もともと私は若い頃、この二つの組曲によってビゼーを好むようになったのだ
から見逃すはずはなかった。
この10月、機会があって日本フィルの首席指揮者ラザレフのリハーサルを見
せてもらってから、日本の指揮者についても関心を高めていたところだ。
小沢征爾に関しては、当代アピール性に富み、優れた指揮者のとして評価が高
いが、まだ実際の生の演奏を聴いたことがない。ダイナミックな指揮ぶりがとて
も印象的で、表現にもメリハリのある演奏も、私が好んで聴くカラヤン以上に歯
切れの良い、抑揚の伴う曲想を感じさせる。好きなビゼーのこれらの組曲に合っ
ているように思えた。
ビぜーの作品の中では歌劇「カルメン」が最も知られていると言えるだろう。
この曲はドビッシーやサンサーンス、チャイコフスキーなどから賞賛されたと
言われる。かのニーチェはこの舞台を20回も観たと記述しているとのことであ
る。
勿論、舞台で演じられるストーリーの組み立ての魅力に引かれる点が大きいこ
ともあろうが、各場面でのビゼーの音楽はまさしく激情的であると思う。
小沢の迫力も伝わってくるようで、気に入って早速このCDを聴き続けていてい
る。
○
10年ほど前、私はスペイン旅行に行き、セビーリアに泊まった。
有名な詩人の名に因んだ「ベッケル」というホテルであった。
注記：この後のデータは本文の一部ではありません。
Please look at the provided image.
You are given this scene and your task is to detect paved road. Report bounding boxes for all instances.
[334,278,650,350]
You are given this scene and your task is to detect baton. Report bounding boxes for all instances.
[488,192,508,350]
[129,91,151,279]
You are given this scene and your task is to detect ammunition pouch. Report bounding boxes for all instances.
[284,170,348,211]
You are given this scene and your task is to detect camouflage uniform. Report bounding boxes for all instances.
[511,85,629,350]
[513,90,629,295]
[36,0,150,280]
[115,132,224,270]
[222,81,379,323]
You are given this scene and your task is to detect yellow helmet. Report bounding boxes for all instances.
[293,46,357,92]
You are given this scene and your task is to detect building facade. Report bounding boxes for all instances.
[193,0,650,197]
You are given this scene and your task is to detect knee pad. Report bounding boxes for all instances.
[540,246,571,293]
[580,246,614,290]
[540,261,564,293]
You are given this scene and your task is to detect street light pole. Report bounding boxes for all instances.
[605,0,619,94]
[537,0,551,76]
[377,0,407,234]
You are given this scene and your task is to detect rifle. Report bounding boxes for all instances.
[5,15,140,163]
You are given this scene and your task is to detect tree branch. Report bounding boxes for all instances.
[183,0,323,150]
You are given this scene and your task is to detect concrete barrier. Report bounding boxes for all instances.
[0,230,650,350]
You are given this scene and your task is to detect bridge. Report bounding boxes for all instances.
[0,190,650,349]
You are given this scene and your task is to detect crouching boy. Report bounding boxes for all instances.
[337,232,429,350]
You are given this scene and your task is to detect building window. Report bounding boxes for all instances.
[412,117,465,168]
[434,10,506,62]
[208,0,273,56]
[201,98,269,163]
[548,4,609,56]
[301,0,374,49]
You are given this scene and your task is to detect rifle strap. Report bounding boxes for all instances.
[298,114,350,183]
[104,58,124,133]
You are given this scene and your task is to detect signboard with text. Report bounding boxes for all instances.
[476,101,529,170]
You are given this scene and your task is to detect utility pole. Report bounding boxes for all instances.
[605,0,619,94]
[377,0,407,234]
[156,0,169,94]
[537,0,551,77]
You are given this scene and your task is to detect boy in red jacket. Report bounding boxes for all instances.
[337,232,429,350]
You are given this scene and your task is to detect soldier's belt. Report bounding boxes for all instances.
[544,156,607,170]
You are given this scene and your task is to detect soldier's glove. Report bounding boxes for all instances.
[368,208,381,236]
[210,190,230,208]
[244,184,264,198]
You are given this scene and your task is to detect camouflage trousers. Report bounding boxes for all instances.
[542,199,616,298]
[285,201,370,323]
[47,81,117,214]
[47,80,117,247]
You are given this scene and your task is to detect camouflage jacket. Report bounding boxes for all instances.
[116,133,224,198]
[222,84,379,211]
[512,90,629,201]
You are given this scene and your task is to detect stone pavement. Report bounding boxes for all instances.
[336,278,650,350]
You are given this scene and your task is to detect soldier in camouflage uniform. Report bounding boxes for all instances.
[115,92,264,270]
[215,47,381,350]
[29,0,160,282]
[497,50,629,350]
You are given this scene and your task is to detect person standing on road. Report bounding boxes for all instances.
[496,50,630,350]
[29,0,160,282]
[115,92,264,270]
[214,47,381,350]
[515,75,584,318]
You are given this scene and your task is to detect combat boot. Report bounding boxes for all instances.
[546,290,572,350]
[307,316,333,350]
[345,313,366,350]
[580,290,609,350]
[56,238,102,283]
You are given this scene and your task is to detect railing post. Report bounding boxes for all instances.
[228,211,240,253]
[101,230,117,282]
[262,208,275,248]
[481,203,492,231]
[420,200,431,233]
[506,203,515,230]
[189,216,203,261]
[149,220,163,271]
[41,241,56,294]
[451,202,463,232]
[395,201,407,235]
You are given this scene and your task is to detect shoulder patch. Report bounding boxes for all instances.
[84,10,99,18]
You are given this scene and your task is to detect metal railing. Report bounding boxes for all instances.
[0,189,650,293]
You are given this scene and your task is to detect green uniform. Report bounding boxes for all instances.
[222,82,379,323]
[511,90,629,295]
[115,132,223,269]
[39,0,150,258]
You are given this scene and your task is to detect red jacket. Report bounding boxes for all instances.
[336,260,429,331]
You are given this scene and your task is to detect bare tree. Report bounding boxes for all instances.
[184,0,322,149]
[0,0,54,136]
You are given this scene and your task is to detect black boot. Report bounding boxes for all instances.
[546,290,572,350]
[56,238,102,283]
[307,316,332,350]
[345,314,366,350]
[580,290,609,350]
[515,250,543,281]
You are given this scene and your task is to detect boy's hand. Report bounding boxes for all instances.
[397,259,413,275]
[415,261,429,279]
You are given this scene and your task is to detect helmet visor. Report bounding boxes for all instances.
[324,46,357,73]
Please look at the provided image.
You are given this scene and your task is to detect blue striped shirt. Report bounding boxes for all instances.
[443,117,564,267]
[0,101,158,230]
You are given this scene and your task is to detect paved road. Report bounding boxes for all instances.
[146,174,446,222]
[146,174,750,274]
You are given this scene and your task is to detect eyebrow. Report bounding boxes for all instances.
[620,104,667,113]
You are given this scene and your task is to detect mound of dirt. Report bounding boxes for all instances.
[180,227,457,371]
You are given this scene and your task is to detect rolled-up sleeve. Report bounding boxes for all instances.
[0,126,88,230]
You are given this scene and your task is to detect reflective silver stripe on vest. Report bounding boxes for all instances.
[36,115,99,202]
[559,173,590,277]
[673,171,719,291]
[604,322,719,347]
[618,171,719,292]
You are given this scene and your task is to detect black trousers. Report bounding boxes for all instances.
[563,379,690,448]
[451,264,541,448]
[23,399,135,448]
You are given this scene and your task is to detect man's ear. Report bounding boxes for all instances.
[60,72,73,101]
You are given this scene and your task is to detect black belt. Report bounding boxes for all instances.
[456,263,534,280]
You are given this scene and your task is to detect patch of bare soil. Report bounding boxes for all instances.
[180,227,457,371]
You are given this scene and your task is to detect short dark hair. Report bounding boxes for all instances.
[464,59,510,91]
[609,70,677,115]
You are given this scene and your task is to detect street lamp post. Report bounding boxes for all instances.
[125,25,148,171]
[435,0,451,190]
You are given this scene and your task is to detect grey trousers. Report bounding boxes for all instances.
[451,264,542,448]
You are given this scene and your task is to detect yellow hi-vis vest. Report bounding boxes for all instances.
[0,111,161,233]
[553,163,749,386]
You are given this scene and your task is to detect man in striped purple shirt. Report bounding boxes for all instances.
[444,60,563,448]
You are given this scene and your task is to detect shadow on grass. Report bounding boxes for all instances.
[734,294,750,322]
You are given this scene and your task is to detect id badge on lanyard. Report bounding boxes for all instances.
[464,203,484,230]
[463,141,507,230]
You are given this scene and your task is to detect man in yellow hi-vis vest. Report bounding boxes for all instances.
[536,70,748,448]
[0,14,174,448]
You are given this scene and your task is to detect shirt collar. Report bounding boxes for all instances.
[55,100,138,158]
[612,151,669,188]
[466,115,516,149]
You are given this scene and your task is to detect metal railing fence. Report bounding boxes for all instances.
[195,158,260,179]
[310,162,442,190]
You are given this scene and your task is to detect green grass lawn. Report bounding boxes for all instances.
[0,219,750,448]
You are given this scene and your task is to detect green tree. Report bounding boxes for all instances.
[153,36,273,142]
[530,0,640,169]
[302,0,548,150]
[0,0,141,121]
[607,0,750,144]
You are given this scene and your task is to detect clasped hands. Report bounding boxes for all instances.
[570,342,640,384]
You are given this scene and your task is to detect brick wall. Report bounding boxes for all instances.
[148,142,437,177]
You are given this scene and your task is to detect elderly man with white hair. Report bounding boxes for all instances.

時々引用させて
いただいているロマン主義最後の抒情詩人ベッケルの詩、
<詩ってなあに?>碧い瞳を指すように
僕に注いで 君はいう。
<詩ってなあに?>君は僕に
尋ねるのかい? 詩、それは君さ。
この詩はこの街の市民の憩いの場「マリーア・ルイーザ公園」のベッケル通り
にある彼の顕彰碑に刻まれていた。
カルメンが働いていたという「たばこ工場」は、その公園の隣にあり、今はセ
ビーリア大学の法学部になっている。玄関は大学の正面らしく整ってエレガント
であったが、実はカルメンは女工であるから出入りしたのは通用門である。
カルメンはここでドン・ホセと会う。赤い花を口に咥えた姿と、刺すような目
つきを思い浮かべるのが当然であるが、実はその花は白、そのあたりに咲くアカ
シアの花だったのであった。
グワダルキビール川に架かるサン・テルモ橋の東たもとにはサン・テルモ宮殿
があり、一帯は広大なグリーンが広がる地域である。大学は宮殿の奥まったあた
りにあった。
そして、サン・テルモ橋から川沿いにひとつ上流のイザベル二世橋へ向かうと
右手に闘牛場があった。その前に立てば、今まさに場内の熱狂歓声が聴こえてく
るのではないかとの感情に煽られた思いになってしまった。
ビゼーのもう一つの名曲「アルルの女」は、ドーデの戯曲への付随音楽である。
この物語も、アルルの闘牛場で見かけた女性に豪農の息子フレデリが、許嫁が
いたにもかかわらず、心を奪われるというところから始まる。
最後は男心の葛藤の内に投身自殺という悲劇に終わるのである。
「カルメン」はメリメの小説。女に心を囚われてしまった男の行く末の物語で
あることは「アルルの女」も変わりない。
アルルの女が内向自虐的な結末であるに比べ、こちらは兵士であるドン・ホセ
の自己心の苛立ちがカルメンを刺し殺すに及び、激情の悲劇に終止符を打つ。双
方違えてはいるが――、
2作品の設定は似通っているようにも見ええる。
ビゼーは好んでこの2曲を残したのだろうか。
南仏プロバンス、アルルの街も数年前訪ねた。スペインのセビーリアと共にロ
ーマ時代に港町として繁栄し他民族の交流する古い伝統ある街であった。今は両
方とも港の機能は他に譲って、観光地と化しつつあるが――。
今尚セビーリアは「アンダルシアの華」、夜から始まる、と言われる煌びやか
な社交の街である。一方南仏プロバンスのアルルは、自然の景観がとても印象に
残る場所として、むしろゴッホやセザンヌを生んだ静かな画家の街になっていた。
ビゼーの音楽は、傾向としては地方色、豊かなはつらつたるリズム、抒情味に
満ちた旋律、色彩的な管弦楽の用法、抑揚的な変化と陰影の多い和声などによっ
て独特の清新さと迫力がある。
小沢征爾のこの2曲を聴きながら、クリスマスが運んできた、いつかの旅の思
い出をたどり、ほのぼとした時を過ごすのであった。
ビゼーの2曲はすべて小沢が生み出す演奏のコンセプト、方向を向いているよ
うにも思う。
しばしの、私のサンタクロースのプレゼントか――。